Detection of HP infection
2.2
HP infection was detected using the C13 breath test (Yang et al., 2020), which was conducted on an empty stomach or 2 h after a meal. The inspection method of the test was as follows: The HY-IREXB carbon 13 exhalation detector (Huayou Mingkang Photoelectric Technology, China) was used to measure the DOB value before and after the urea [13C] granules were taken orally. HP infection was defined as positive if the difference in the DOB value between the two measurements was > 4.
Detection of body muscle mass
2.3
Body muscle mass was assessed using a BIA device (BIA 101 RJL, Donghua, Guangzhou, China), which is a non-invasive and cost-effective method for evaluating body composition and is acknowledged by international guidelines as a valid alternative to whole-body dual-energy DXA in large-scale studies (Kyle et al., 2004). According to the guidelines, with a room temperature ranging from 22–25°C, during BIA measurements, Subjects were instructed to first urinate, then fast for 8 hours, followed by resting for 5 to 10 minutes. After resting, they were asked to remove their shoes and socks and stand barefoot on the pedal, aligning their heels with electrodes at the rear end of the foot. The subjects were then asked to hold the electrodes with both hands, keeping their arms relaxed at the sides without touching their body, and ensuring good contact between the electrodes on their hands and feet and the device electrodes. The device conducted low-intensity electrical currents and recorded the impedance values of various body components, including total muscle mass and total skeletal muscle mass. The final results were automatically displayed by the device based on the subject’s gender, age, height, and other basic data.
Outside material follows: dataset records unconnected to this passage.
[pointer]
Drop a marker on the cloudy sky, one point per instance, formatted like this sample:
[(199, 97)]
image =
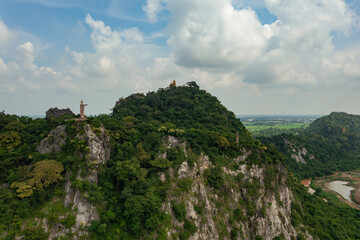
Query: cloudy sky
[(256, 56)]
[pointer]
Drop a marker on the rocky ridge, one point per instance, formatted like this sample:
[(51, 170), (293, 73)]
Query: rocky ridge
[(272, 209)]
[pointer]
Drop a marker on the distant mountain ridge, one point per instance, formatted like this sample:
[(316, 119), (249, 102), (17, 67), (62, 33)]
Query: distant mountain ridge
[(331, 143), (337, 123)]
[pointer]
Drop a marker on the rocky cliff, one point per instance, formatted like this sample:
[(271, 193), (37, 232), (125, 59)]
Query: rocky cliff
[(98, 152), (242, 209)]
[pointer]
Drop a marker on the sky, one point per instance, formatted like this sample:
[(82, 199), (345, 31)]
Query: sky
[(256, 56)]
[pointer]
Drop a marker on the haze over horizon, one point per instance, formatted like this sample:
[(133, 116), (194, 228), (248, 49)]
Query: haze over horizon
[(264, 57)]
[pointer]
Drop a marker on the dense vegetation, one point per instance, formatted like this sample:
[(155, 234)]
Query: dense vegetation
[(129, 194), (333, 141)]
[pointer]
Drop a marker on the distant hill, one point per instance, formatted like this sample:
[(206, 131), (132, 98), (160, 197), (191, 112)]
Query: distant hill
[(331, 143), (336, 124), (171, 164)]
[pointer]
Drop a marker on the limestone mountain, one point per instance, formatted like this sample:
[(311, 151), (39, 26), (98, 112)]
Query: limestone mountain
[(171, 164), (331, 143)]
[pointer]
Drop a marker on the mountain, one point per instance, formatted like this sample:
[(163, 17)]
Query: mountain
[(336, 124), (331, 143), (171, 164)]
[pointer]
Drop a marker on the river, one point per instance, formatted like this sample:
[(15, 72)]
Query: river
[(341, 188)]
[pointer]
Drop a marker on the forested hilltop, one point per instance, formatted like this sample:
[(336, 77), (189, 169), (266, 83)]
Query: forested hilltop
[(171, 164), (331, 143)]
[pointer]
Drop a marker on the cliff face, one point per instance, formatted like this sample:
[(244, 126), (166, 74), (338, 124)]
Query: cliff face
[(84, 212), (243, 209)]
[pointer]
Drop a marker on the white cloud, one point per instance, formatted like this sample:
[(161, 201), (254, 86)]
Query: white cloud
[(5, 35), (215, 35), (223, 37), (153, 8)]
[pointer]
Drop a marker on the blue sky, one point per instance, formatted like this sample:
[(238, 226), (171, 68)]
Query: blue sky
[(257, 57)]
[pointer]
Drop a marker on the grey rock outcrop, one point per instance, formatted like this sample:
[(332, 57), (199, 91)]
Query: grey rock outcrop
[(98, 145), (99, 152), (54, 141), (58, 113), (272, 208)]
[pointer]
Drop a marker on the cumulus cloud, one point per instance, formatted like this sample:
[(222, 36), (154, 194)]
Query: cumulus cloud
[(5, 35), (215, 35), (152, 9), (226, 36)]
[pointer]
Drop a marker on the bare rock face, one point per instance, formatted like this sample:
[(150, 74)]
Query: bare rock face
[(54, 141), (272, 209), (58, 113), (99, 152), (98, 145)]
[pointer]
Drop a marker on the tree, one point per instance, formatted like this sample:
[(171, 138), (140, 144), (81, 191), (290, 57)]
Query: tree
[(43, 175)]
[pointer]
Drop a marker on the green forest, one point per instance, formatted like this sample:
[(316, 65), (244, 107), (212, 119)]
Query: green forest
[(129, 194), (332, 143)]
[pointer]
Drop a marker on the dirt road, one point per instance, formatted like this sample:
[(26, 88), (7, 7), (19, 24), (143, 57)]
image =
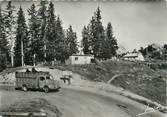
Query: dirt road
[(72, 102)]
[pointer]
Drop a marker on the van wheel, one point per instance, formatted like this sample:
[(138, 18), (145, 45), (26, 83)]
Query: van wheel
[(46, 89), (24, 88)]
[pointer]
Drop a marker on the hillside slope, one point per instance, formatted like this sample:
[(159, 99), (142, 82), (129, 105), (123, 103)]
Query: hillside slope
[(135, 77)]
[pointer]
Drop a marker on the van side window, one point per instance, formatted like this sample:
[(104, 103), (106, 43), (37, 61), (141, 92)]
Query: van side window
[(76, 58), (42, 78), (47, 78)]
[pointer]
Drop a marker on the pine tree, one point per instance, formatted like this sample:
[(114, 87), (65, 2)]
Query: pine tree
[(71, 39), (50, 33), (110, 43), (3, 43), (21, 39), (61, 48), (42, 11), (86, 44), (35, 46), (9, 20)]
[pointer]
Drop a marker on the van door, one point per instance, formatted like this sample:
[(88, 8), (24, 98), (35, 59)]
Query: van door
[(41, 81)]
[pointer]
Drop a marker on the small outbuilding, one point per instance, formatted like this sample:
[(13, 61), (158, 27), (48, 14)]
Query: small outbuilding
[(80, 59), (137, 56)]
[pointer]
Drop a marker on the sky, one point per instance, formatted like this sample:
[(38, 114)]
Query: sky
[(135, 24)]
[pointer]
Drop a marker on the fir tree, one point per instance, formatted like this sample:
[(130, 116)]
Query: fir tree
[(42, 11), (50, 33), (86, 40), (35, 46), (61, 48), (71, 41), (3, 43), (110, 43), (21, 39), (98, 36)]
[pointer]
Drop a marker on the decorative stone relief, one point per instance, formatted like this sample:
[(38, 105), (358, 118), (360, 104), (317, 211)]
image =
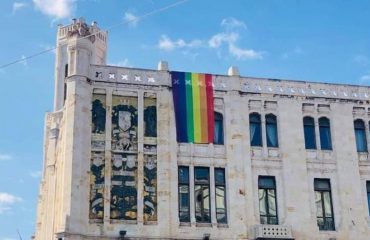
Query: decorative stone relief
[(124, 123), (150, 158), (124, 158), (124, 187), (97, 165)]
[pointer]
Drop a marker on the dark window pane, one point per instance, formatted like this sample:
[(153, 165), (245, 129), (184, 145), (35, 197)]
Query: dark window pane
[(220, 176), (309, 133), (183, 174), (318, 202), (267, 200), (218, 129), (271, 131), (221, 204), (327, 204), (202, 204), (255, 129), (360, 136), (266, 182), (201, 175), (325, 136), (262, 201), (324, 207), (322, 184), (271, 202)]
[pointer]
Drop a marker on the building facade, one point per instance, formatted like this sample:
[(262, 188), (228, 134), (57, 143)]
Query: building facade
[(157, 154)]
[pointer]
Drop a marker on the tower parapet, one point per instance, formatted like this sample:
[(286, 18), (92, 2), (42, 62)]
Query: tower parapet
[(72, 37)]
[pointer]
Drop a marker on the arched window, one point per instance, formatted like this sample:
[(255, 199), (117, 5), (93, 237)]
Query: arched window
[(360, 135), (271, 131), (325, 136), (309, 132), (255, 130), (218, 129)]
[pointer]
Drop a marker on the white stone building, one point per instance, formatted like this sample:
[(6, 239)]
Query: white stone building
[(288, 160)]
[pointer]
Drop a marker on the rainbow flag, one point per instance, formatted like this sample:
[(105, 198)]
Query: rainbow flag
[(194, 111)]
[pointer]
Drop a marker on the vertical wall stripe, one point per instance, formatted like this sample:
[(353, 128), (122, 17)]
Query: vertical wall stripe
[(210, 107), (203, 108), (189, 104), (193, 103), (196, 107)]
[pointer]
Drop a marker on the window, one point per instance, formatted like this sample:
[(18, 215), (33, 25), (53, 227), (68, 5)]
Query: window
[(255, 129), (324, 207), (202, 198), (309, 132), (267, 200), (360, 136), (184, 194), (271, 131), (325, 136), (220, 195), (368, 194), (218, 129)]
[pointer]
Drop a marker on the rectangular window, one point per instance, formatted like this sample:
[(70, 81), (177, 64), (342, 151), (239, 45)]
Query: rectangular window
[(184, 194), (267, 200), (220, 185), (368, 194), (202, 195), (324, 206)]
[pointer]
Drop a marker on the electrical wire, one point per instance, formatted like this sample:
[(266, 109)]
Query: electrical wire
[(112, 26)]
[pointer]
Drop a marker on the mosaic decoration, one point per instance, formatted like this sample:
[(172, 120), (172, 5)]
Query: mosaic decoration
[(124, 158), (150, 159), (194, 110), (124, 123), (97, 185), (124, 187), (150, 188), (97, 165)]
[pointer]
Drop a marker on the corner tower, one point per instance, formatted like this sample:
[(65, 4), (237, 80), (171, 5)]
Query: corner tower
[(78, 46)]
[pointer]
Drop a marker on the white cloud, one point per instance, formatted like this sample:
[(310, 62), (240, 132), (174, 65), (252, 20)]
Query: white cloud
[(217, 40), (56, 8), (165, 43), (365, 79), (131, 19), (24, 61), (241, 53), (295, 51), (5, 157), (227, 39), (231, 23), (19, 5), (230, 40), (6, 200), (35, 174), (124, 63), (362, 59)]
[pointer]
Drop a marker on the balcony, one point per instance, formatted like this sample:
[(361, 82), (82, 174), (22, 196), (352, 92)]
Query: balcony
[(265, 232)]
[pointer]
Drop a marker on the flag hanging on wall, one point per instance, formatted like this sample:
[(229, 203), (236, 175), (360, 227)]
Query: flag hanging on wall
[(194, 111)]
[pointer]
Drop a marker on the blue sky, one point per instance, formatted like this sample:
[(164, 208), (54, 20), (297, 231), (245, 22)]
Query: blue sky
[(316, 40)]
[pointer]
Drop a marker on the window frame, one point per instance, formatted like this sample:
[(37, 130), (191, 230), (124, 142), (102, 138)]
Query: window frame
[(363, 128), (268, 216), (275, 123), (180, 184), (321, 132), (321, 191), (219, 117), (311, 125), (259, 122), (203, 186)]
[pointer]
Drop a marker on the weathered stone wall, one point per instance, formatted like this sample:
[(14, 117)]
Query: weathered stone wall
[(64, 205)]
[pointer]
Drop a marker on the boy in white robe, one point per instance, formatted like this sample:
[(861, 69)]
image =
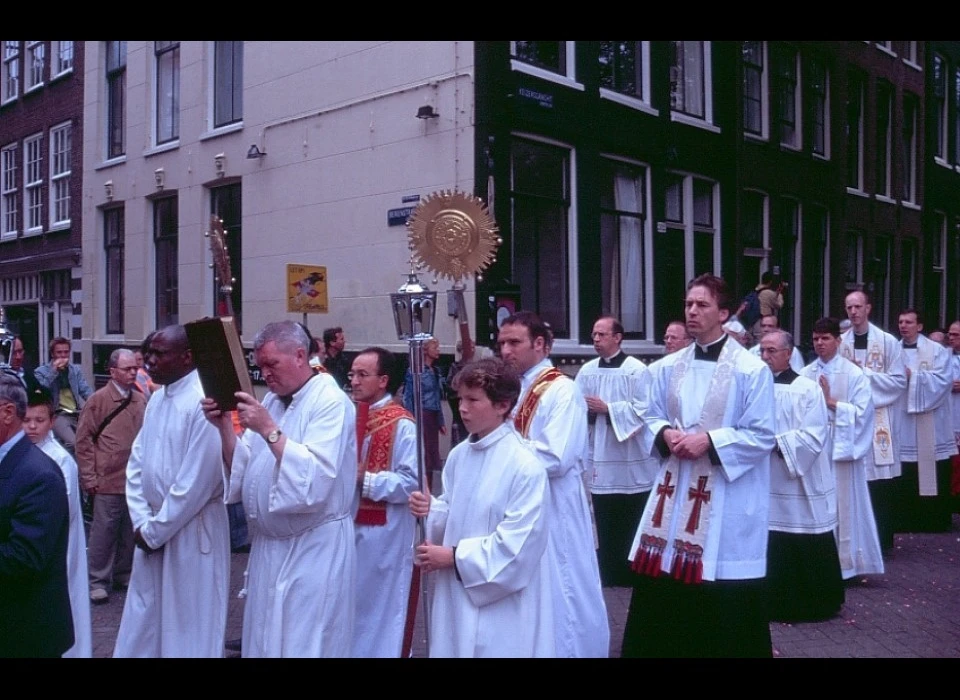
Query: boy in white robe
[(489, 576), (37, 425), (849, 401)]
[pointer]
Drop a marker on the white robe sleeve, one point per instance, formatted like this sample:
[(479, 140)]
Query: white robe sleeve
[(801, 447), (501, 563), (196, 481)]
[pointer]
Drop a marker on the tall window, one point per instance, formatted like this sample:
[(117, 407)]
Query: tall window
[(113, 246), (548, 55), (32, 182), (754, 88), (940, 103), (225, 203), (788, 95), (540, 195), (8, 192), (624, 68), (167, 55), (165, 223), (63, 56), (622, 218), (909, 144), (60, 157), (855, 132), (884, 136), (36, 58), (11, 70), (689, 85), (818, 107), (116, 96), (227, 82)]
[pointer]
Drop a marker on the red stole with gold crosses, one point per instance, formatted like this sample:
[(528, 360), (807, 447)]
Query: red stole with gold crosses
[(381, 427), (524, 416)]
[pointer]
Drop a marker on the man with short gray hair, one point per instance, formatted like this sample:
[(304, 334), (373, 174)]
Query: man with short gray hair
[(295, 468), (109, 423)]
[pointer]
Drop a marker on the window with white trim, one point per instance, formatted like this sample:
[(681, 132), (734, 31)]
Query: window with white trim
[(116, 76), (9, 192), (623, 204), (63, 56), (114, 241), (690, 79), (33, 183), (940, 103), (11, 70), (227, 82), (817, 98), (787, 67), (61, 144), (167, 58), (36, 58), (854, 126), (909, 145), (689, 245), (625, 69), (884, 137), (755, 88)]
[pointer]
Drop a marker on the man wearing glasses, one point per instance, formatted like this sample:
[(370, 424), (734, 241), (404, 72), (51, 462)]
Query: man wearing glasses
[(384, 526)]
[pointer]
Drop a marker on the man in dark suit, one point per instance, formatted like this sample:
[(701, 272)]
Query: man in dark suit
[(35, 618)]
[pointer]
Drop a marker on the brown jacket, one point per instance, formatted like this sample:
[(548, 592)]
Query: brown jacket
[(104, 466)]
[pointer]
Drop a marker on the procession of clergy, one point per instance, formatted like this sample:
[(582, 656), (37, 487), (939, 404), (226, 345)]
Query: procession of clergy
[(727, 488)]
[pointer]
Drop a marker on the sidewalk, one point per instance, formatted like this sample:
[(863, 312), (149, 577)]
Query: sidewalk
[(913, 610)]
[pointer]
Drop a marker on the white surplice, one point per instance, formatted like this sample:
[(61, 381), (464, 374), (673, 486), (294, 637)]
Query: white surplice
[(850, 442), (615, 463), (496, 510), (928, 393), (77, 577), (882, 363), (385, 552), (803, 488), (736, 545), (301, 571), (558, 433), (177, 601)]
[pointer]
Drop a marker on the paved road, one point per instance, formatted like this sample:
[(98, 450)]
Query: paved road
[(913, 610)]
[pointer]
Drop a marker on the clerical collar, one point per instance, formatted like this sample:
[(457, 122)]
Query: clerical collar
[(711, 352), (785, 377), (614, 361)]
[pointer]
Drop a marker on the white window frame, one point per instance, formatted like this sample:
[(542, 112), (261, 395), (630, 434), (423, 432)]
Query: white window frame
[(11, 71), (36, 53), (569, 78), (641, 102), (61, 145), (764, 134), (9, 192), (63, 53), (33, 184), (706, 85)]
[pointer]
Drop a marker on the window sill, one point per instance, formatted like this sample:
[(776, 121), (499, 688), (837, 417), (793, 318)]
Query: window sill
[(172, 146), (545, 74), (221, 131), (681, 118), (634, 102)]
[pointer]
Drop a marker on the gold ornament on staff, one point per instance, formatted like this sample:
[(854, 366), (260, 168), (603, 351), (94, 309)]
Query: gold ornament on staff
[(453, 234)]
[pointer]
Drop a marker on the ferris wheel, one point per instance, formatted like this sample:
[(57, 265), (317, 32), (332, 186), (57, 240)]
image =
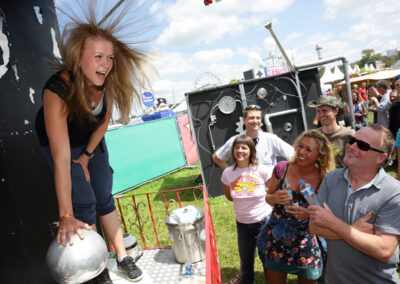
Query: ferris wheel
[(206, 80)]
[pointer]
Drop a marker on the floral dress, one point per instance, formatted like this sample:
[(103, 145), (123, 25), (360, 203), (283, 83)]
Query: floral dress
[(290, 248)]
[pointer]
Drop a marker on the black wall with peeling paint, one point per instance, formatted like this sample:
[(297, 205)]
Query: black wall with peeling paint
[(28, 202)]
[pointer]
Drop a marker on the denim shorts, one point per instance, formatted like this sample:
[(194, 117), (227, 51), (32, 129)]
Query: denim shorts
[(94, 197)]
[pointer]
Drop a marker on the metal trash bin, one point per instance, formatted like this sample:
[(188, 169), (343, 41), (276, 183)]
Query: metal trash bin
[(188, 239), (132, 247)]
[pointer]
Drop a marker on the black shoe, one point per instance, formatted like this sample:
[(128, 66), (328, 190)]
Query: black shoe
[(129, 268), (103, 277)]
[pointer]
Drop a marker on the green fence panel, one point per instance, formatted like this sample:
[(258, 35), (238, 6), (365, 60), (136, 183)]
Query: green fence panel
[(141, 152)]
ASMI was calculated by the ratio of the total skeletal muscle mass of the limbs to the square of height – ASMI = [total skeletal muscle mass of limbs (kg)/height² (m²)].
Statistical analysis
2.4
Data are expressed as mean ± standard deviation for continuous variables and percentage for categorical variables. Independent student’s t-test, chi-squared test, and Mann–Whitney’s U-test were conducted to assess the statistical significance between subjects with and without HP infection. A paired student’s t-test was used to assess the longitudinal association between HP infection status and different types of muscle mass. Multivariate linear regression analyses were performed to investigate the effect of HP infection on muscle mass by adjusting for various risk factors with P < 0.05 in the univariate linear regression analysis. Collinearity statistics were used to assess the collinearity of the parameters used in the multivariate models; values greater than 10 for VIF and less than 0.1 for tolerance were considered to require action. Statistical analyses were performed using SPSS (version 22.7) for Windows, with P < 0.05 considered statistically significant.
Results
3
Clinical characteristics
3.1
The eligible subjects had a mean age of 46.31 ± 11.78 years, ranging from 18 to 89 years. The prevalence of HP infection in the subjects was 43.92% (3,562). Table 1 presents the clinical characteristics of subjects with and without HP infection. The HP+ group was older and had a lower BMI and blood pressure value compared with the HP-group (P < 0.05). According to the inflammatory indicators, the HP+ group had higher hs-CRP, NLR, NMR, and MLR compared with the HP- group (P < 0.01). With regards to nutrition index, serum levels of albumin, total protein, and hemoglobin were lower in the HP+ group compared with that of the HP- group (P < 0.01). Although the serum levels of albumin and total protein levels were all above the normal range (above 35g/l and 63g/l) in the present study, after dividing the study subjects into quartile groups based on serum albumin levels (47.0(45.2, 48.4) g/l) and total protein levels (75.9(73.3, 78.5) g/l) respectively, the HP+ group had the highest number of individuals in the Q1 level (28.4% and 27.1% respectively), and the lowest number of individuals in the Q4 level (22.5% and 23.9% respectively); whereas the HP- group had the lowest percentage in Q1 levels (23.4% and 24.6% respectively) but the highest percentage in the Q4 group (26.7% and 26.8% respectively). A total of 639 subjects with hemoglobin levels below 130g/l, 69.4% of whom were with HP infection. Referring to metabolic indicators, the HP+ group exhibited higher levels of HDL-c but lower levels of TG, LDL-c, creatinine, and uric acid compared to the HP- group (P < 0.05). There were no significant differences in WBC, PLR, FBG, and TC between the two groups (P > 0.05).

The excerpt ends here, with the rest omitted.